Antrenman bittikten yaklaşık 45 dakika sonra, Avdija yavaş yavaş sahadan çıkmaya başlıyor ve “Her zaman en son çıkan ben oluyorum.” diyor.
Herzliya, yaklaşık 100.000 nüfusa sahip olan ve Tel Aviv’in 15 kilometre ötesinde yer alan bir şehir. Deniz kenarında yer alan bu şehir, İsrail’in sıradaki basketbol yıldızının doğup büyüdüğü ve şu anda da yaşadığı yer. Avdija, ailesiyle birlikte basketbol oynadığı şehrin kaosundan uzakta bir hayat sürüyor.
Avdija, annesinin yaptığı yemekleri ve antrenmanlardan sonra ettikleri sohbetleri çok sevdiğini söylüyor. Genç oyuncu, birileriyle sohbet etmeden duramadığını söylüyor. Sezon başlamadan önce EuroLeague’de gidecekleri deplasmanlarda bir oda arkadaşıyla beraber kalmak istediğini takım yönetimine söylemiş. Bunun arkasında yatan sebebi “Böylesi daha eğlenceli, maçlardan sonra şakalaşıp sohbet edebileceğiniz birisinin yanınızda olması daha iyi oluyor” diyerek açıklıyor.
Avdija’nın babası Zufer, oğlunun şu anda yaşadığı şeylerin benzerini deneyimleşmiş birisi. 198 boyundaki Zufer, Yugoslavya’da doğmuş ve 1980’li yıllar boyunca Kızılyıldız’ın en önemli oyuncularından birisiymiş. 1982 yılında Yugoslavya ile Dünya Şampiyonası’nda üçüncülük yaşayan Zufer, Michael Jordan ile karşılıklı oynama fırsatı da yakalamış ve oğlu hakkında “Onun hayali NBA’de oynamak.

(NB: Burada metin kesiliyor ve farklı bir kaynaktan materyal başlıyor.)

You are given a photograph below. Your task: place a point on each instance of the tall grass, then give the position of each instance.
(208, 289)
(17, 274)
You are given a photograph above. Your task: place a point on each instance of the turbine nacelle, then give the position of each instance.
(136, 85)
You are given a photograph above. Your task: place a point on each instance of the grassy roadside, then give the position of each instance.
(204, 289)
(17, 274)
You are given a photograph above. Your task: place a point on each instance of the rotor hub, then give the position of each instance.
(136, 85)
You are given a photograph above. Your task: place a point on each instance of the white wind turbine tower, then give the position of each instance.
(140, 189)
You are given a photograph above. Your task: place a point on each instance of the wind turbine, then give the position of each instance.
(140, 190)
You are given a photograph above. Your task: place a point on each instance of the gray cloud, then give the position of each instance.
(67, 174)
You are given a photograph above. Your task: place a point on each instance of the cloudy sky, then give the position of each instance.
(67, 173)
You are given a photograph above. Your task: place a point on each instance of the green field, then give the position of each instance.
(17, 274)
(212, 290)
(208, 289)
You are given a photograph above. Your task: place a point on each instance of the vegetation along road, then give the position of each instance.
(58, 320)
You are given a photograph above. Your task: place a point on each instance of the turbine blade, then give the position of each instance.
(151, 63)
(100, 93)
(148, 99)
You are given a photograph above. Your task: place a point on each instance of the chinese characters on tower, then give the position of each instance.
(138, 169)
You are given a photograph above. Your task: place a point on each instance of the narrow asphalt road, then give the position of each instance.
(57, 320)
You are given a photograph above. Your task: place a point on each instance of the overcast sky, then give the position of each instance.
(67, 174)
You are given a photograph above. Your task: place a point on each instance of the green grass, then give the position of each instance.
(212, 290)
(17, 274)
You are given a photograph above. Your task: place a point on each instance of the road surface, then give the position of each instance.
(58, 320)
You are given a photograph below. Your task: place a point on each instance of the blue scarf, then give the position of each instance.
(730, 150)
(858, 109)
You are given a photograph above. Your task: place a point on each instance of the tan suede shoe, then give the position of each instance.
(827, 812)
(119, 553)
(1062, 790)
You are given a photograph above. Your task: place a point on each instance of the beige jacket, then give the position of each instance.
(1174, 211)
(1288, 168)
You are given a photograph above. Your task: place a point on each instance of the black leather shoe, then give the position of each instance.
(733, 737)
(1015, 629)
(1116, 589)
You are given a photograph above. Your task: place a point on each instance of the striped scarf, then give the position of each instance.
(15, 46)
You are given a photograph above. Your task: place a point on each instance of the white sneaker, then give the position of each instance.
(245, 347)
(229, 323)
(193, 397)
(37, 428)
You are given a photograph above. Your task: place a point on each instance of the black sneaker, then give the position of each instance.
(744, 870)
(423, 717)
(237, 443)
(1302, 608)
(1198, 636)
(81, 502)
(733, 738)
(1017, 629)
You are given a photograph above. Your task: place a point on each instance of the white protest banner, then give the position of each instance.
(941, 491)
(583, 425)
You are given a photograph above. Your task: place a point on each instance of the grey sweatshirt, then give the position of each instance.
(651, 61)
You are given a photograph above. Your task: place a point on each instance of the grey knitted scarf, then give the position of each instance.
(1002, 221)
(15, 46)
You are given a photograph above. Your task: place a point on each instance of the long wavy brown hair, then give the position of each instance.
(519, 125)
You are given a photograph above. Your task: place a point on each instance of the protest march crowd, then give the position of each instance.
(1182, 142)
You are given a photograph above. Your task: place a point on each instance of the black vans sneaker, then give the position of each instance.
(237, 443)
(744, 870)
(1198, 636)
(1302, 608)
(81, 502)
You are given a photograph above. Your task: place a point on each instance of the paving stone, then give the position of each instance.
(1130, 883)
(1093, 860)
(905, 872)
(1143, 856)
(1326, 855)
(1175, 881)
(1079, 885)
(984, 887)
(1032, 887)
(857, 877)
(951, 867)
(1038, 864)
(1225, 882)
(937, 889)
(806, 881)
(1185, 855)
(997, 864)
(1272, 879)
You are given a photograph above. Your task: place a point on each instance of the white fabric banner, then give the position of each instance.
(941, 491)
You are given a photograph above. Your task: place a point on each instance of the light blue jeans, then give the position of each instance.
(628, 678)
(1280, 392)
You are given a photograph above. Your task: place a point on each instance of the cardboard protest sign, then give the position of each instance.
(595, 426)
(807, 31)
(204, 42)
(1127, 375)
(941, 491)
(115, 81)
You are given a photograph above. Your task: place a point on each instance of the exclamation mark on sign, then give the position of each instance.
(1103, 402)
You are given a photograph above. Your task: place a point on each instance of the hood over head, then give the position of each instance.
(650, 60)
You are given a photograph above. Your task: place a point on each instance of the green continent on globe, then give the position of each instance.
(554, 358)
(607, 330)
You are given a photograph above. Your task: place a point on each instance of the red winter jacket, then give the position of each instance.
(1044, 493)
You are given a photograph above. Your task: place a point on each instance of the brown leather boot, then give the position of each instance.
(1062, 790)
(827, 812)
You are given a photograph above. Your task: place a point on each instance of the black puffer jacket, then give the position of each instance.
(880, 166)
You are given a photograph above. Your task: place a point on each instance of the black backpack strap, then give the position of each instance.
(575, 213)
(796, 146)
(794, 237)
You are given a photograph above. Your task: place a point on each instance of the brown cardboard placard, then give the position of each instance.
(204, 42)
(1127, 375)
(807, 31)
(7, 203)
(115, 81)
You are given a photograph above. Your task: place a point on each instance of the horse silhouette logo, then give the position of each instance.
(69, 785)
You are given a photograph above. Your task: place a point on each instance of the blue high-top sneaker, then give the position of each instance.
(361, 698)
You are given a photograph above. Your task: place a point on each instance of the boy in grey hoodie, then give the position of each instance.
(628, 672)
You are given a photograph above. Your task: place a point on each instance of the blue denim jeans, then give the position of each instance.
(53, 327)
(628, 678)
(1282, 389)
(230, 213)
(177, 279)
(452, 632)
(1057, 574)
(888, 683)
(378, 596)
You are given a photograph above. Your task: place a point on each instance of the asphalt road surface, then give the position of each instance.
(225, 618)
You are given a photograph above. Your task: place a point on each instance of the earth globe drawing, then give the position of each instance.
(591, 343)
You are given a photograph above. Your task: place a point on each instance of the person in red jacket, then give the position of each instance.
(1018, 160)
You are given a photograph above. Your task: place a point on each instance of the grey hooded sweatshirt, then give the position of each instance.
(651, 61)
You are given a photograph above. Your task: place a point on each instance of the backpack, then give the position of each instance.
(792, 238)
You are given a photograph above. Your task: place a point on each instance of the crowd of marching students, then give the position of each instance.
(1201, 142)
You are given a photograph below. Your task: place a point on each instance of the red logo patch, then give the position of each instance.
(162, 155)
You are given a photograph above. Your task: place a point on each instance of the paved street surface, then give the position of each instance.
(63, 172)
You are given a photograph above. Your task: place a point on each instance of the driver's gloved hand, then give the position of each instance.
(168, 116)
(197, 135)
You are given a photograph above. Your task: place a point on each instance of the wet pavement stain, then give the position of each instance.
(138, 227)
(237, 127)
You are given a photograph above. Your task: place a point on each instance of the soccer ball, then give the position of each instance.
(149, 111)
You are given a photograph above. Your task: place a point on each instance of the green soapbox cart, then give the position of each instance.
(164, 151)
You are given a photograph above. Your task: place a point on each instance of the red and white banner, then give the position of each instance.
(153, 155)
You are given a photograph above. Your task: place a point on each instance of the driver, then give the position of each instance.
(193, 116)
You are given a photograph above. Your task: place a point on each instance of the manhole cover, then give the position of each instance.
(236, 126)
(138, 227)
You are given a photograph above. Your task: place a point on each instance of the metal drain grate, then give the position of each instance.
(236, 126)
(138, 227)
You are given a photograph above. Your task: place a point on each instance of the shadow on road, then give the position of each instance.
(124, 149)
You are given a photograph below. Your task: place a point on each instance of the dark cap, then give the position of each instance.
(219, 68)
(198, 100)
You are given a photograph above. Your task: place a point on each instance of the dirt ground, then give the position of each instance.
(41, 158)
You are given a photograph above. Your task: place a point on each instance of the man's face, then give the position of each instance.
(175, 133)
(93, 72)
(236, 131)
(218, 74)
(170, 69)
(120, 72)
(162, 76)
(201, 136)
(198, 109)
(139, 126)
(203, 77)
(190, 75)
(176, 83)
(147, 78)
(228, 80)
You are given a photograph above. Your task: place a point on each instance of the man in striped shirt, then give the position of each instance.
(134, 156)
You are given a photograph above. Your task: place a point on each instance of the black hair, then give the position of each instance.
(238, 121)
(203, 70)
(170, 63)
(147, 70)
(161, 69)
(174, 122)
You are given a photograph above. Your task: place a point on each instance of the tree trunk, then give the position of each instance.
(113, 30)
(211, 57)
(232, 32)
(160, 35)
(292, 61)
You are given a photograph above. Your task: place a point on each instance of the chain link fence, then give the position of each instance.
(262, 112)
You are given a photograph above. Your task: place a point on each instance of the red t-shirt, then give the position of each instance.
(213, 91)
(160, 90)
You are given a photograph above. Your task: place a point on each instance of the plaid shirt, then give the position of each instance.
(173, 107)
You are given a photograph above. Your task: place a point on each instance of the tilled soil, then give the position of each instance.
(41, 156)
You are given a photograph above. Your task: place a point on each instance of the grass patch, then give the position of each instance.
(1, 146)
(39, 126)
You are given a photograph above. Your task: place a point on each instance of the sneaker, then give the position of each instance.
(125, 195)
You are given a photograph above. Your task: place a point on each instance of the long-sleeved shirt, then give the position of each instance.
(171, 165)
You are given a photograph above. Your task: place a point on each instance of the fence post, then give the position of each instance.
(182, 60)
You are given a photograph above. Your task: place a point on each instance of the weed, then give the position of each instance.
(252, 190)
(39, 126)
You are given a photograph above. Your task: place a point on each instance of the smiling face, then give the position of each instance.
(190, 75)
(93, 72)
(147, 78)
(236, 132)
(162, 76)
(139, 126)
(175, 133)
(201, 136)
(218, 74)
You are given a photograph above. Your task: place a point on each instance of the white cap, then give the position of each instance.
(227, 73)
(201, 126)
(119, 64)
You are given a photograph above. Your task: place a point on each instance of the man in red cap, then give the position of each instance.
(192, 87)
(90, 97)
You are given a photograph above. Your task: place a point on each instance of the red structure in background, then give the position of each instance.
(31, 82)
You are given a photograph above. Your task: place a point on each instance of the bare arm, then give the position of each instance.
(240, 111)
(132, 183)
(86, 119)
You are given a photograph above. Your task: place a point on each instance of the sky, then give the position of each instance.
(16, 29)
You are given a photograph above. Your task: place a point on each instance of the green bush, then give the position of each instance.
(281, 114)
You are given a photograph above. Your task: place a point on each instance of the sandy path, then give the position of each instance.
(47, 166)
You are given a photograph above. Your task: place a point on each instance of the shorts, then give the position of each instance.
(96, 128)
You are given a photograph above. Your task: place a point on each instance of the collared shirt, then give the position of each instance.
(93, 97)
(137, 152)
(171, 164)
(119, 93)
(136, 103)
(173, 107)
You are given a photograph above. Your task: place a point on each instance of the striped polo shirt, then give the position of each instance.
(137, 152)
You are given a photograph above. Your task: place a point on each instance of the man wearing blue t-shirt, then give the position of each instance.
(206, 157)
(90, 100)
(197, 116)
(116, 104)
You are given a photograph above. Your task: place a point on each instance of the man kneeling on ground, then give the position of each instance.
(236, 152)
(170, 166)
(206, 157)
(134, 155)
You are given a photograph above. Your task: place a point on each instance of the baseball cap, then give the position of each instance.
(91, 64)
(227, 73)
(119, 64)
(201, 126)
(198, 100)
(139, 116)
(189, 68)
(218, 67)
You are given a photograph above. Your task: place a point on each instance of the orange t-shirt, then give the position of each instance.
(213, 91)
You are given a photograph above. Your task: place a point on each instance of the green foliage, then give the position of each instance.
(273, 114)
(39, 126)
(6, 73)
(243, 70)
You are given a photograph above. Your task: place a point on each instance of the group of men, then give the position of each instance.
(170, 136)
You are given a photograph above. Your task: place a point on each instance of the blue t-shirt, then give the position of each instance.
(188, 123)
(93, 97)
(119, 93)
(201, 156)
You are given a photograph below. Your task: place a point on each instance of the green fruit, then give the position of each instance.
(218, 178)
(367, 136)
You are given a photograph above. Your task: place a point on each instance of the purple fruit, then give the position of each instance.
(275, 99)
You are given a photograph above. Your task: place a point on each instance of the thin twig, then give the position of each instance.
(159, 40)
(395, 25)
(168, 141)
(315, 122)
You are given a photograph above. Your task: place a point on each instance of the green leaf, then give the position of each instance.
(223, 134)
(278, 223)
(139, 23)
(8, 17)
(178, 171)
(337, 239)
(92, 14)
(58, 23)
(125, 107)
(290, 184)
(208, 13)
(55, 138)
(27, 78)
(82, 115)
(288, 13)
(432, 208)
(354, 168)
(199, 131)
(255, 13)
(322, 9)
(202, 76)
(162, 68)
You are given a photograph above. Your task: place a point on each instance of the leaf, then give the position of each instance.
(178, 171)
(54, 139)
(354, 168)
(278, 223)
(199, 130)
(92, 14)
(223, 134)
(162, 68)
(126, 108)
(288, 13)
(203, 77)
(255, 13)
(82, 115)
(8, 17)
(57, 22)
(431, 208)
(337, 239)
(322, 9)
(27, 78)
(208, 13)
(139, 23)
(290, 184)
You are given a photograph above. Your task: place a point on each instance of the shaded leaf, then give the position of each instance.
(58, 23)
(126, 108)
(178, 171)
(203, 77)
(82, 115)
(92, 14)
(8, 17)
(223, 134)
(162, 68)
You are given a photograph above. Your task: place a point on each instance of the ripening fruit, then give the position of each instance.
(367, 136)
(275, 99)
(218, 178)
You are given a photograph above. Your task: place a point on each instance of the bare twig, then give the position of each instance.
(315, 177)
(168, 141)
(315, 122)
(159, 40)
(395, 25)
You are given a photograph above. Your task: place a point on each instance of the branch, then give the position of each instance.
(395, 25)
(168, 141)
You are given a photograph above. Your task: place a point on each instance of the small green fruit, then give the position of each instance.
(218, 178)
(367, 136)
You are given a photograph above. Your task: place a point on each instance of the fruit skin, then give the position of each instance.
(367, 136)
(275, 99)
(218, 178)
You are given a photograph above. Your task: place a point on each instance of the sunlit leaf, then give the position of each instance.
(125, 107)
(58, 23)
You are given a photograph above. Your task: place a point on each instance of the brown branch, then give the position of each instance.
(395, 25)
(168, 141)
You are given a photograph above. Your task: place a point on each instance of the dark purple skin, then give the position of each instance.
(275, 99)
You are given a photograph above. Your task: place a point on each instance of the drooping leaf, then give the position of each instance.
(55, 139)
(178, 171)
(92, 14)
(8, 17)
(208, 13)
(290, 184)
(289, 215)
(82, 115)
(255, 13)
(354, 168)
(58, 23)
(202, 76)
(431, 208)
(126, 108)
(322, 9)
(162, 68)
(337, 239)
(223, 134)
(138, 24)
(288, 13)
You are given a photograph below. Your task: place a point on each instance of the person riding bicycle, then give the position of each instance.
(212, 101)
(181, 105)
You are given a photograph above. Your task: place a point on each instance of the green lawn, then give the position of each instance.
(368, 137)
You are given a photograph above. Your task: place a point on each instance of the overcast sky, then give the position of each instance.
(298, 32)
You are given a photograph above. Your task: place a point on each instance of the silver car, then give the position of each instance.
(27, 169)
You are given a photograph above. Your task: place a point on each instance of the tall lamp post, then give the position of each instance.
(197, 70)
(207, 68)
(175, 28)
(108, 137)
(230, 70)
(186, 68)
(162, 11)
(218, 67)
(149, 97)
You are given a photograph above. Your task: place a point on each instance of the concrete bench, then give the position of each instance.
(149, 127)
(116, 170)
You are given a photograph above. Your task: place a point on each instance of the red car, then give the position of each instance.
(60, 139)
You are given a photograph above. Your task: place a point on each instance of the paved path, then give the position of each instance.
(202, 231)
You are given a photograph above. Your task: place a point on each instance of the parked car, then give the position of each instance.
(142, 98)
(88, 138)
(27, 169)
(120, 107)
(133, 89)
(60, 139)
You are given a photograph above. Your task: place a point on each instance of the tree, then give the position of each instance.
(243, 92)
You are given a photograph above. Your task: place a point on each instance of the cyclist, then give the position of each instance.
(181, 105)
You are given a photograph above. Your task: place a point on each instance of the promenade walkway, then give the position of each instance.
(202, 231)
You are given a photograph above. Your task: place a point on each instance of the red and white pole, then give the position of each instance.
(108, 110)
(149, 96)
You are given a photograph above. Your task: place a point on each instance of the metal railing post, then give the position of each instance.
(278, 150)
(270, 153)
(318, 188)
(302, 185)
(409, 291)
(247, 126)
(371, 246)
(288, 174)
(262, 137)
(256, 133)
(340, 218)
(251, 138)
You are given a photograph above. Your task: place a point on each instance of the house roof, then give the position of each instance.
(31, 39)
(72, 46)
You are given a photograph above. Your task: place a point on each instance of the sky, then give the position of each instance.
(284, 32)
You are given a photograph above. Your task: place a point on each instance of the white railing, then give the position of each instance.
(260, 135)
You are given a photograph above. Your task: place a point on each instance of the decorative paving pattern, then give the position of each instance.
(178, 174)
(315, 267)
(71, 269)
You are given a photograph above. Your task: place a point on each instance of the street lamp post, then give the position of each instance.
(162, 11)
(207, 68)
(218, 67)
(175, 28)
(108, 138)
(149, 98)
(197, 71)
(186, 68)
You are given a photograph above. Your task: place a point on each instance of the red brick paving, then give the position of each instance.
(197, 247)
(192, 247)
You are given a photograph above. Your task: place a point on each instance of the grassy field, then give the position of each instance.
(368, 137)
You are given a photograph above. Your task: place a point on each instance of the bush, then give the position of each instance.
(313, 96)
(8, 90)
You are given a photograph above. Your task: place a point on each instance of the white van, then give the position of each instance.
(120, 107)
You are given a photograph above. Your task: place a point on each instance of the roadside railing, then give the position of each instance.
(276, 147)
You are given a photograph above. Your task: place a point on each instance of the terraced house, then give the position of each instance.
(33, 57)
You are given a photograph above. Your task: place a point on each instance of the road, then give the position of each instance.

Benim hayalim ise Jordan ile tekrar karşı karşıya gelebilmek” diyor.
1990’lı yılların başında Zufer, İsrail’e taşınarak kariyerine burada devam etmiş. Zufer, ilk eşiyle boşandıktan sonra Avdija’nın annesi olan Sharon Artzi ile tanışmış. Avdija’nın babasının ilk evliliğinden dünyaya gelen iki tane üvey kardeşi var. Zufer, Herzliya şehrinde altyapı takımlarına koçluk yapıyor ve Avdija’nın basketbol sahasında yaptıklarıyla ilgilenmekten kendini alıkoyuyor. Maccabi’nin iç saha maçlarında salonun en tepedeki koltuklarında oturarak maçları izleyen Zufer ile Avdija’nın gayet yakın bir ilişkisi var. Ancak babası, oğluna koçluk yapmaktan uzak duruyor.
Onun yerine Maccabi’de şu anda yardımcı antrenörlük yapan Veljko Perovic, Avdija’nın oyunu ile yakından ilgileniyor. Perovic ile Avdija tanıştığında, genç oyuncu henüz 12 yaşındaydı ve Maccabi’nin altyapı takımında oynuyordu. Perovic, o dönemde takımdaki oyuncuların potansiyelini değerlendirmekle görevliydi. Bir süre sonra Perovic, Avdija ile daha yakın olabilmek için Herzliya’ya taşındı. Her sabah Perovic, Avdija’yı evinden alarak antrenmana götürüyordu. Avdija hala Perovic’ten bahsederken “Benim Koçum” ifadesini kullanıyor.